Warren cites Psalm 40:3 (NCV): “He put a new song in my mouth… Many people will see this and worship him. Then they will trust the Lord.” The sequence is notable: the song comes first, then observation, then worship, then trust. Emotional and aesthetic encounter precedes intellectual commitment.
This explains why music is one of the most powerful evangelism tools available. A song can create an emotional opening that a carefully reasoned argument cannot produce. The argument requires the listener to follow a logical chain, which demands prior goodwill and patience. A well-crafted song with honest lyrics about God’s character can penetrate defenses that argument never reaches — not by tricking the listener, but by speaking to the part of them that isn’t on guard.

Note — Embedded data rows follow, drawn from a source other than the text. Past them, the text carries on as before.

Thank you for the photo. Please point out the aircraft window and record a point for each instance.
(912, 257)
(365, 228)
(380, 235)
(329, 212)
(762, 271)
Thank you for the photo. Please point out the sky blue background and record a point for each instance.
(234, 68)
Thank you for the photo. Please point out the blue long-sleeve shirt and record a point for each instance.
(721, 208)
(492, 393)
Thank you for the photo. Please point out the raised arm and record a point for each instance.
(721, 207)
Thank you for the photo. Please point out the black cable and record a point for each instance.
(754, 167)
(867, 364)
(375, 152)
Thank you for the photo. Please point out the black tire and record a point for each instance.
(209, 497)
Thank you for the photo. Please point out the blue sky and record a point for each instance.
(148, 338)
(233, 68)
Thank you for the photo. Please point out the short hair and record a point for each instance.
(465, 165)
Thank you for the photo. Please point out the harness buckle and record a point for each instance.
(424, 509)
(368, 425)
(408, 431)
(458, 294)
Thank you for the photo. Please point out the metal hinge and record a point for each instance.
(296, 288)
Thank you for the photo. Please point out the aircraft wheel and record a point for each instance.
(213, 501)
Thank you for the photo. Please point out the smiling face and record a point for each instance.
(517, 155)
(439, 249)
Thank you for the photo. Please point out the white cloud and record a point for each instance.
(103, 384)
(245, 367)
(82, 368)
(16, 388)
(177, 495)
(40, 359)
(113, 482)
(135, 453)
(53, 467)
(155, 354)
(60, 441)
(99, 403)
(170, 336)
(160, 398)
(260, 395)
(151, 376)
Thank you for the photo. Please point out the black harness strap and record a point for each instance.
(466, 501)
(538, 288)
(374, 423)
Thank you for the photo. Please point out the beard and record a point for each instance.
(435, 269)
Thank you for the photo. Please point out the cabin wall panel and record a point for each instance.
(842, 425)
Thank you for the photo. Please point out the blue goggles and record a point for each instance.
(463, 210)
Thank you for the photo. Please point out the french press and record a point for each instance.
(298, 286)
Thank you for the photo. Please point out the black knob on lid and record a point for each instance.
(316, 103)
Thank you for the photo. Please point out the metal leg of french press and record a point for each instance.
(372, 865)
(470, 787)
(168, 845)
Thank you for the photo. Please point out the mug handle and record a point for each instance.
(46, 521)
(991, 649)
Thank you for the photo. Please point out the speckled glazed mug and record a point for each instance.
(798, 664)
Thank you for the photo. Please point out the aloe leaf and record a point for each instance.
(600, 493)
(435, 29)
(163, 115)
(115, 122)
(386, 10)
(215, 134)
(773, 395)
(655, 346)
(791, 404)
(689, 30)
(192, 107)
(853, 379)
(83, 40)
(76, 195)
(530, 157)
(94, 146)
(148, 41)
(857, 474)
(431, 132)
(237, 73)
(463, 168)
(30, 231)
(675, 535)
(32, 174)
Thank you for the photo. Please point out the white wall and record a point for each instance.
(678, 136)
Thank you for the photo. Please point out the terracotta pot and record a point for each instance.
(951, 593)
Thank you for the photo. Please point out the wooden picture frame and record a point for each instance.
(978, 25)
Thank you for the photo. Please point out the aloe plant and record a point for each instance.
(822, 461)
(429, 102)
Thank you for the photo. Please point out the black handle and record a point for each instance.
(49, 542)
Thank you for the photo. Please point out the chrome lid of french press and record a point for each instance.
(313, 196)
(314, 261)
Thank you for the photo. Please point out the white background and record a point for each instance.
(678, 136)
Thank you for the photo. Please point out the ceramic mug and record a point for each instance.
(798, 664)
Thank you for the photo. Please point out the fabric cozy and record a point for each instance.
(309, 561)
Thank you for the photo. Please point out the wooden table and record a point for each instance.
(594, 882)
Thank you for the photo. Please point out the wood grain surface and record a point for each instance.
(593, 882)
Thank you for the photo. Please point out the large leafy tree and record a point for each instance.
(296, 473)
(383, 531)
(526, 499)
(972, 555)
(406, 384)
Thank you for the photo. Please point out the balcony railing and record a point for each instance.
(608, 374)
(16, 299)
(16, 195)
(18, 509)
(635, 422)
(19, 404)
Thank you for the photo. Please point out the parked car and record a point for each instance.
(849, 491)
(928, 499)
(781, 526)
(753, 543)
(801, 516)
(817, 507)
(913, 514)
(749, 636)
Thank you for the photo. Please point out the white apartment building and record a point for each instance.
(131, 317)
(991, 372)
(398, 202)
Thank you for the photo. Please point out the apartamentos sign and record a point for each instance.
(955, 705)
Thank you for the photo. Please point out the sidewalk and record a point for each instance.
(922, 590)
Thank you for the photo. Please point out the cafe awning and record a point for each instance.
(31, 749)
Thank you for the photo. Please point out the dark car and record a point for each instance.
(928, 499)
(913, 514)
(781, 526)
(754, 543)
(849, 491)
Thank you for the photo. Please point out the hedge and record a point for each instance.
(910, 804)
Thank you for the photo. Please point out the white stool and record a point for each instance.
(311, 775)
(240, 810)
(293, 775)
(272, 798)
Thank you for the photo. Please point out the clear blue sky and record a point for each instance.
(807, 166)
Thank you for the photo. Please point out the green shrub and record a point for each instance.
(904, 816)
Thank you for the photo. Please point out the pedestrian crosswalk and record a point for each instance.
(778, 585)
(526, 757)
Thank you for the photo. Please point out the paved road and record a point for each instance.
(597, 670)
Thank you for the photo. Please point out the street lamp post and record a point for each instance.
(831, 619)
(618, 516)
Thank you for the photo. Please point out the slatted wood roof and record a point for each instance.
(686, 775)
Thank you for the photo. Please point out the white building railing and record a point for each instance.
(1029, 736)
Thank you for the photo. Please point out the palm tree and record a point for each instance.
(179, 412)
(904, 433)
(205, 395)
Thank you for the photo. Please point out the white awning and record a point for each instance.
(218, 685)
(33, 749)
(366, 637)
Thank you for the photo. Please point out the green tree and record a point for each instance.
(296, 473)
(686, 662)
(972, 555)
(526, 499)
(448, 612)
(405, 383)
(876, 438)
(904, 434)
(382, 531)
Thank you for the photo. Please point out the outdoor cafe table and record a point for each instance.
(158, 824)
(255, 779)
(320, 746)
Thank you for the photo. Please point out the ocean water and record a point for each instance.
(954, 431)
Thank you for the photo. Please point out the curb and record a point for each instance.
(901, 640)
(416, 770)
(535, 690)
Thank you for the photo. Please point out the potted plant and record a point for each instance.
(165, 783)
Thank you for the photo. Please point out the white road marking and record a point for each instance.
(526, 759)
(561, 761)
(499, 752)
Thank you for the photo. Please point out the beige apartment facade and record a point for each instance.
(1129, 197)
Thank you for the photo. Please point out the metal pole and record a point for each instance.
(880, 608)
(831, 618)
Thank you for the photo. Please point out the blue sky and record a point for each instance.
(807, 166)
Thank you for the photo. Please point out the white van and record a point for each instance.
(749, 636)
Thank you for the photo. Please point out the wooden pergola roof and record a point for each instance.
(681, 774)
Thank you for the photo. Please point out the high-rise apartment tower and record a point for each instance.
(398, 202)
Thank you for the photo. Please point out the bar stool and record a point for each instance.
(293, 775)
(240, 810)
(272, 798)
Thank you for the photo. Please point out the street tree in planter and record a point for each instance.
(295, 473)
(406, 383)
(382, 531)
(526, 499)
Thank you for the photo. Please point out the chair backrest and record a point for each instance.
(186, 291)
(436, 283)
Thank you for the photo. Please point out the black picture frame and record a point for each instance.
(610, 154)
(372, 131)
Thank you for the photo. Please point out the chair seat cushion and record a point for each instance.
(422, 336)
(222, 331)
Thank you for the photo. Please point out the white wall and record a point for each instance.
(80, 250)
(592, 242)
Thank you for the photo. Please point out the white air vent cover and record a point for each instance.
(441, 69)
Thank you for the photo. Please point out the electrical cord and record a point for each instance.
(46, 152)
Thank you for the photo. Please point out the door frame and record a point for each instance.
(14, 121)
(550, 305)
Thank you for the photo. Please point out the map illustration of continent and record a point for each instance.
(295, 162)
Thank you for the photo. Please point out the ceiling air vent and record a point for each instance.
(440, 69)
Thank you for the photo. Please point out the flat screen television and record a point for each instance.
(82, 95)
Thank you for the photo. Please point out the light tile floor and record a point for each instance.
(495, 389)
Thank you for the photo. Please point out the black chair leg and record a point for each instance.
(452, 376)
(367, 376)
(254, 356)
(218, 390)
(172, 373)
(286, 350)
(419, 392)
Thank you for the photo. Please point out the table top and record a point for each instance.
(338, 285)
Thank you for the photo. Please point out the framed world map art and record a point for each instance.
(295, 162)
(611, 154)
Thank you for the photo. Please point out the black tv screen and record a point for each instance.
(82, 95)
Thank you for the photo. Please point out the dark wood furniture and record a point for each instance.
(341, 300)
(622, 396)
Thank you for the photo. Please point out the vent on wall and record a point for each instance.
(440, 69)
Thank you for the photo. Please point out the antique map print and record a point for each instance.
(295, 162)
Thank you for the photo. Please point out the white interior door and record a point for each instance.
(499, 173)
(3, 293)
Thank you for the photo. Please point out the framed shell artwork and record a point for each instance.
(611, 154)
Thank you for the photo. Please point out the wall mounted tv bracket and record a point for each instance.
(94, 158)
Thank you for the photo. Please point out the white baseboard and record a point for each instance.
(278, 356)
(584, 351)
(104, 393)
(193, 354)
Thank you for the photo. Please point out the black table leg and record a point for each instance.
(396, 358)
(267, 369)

C.S. Lewis wrote that he was first prepared for Christianity by his longing for something he encountered in Norse myth and good fiction — the aesthetic and emotional precondition was laid before the intellectual conversion was possible. Music works similarly.
The implication for worship leading is strategic: investing in musical excellence isn’t luxury — it’s evangelism infrastructure. A song that creates genuine emotional space for encounter with Heavenly Parent may do more for a visitor than a theologically sophisticated message they’re not yet equipped to receive.
This also explains why Warren’s description of God’s presence — rather than production value — as the decisive factor matters. Music that carries genuine worship from genuine hearts has a potency that technically excellent but spiritually hollow music does not. The emotional truth communicated must be real, not manufactured.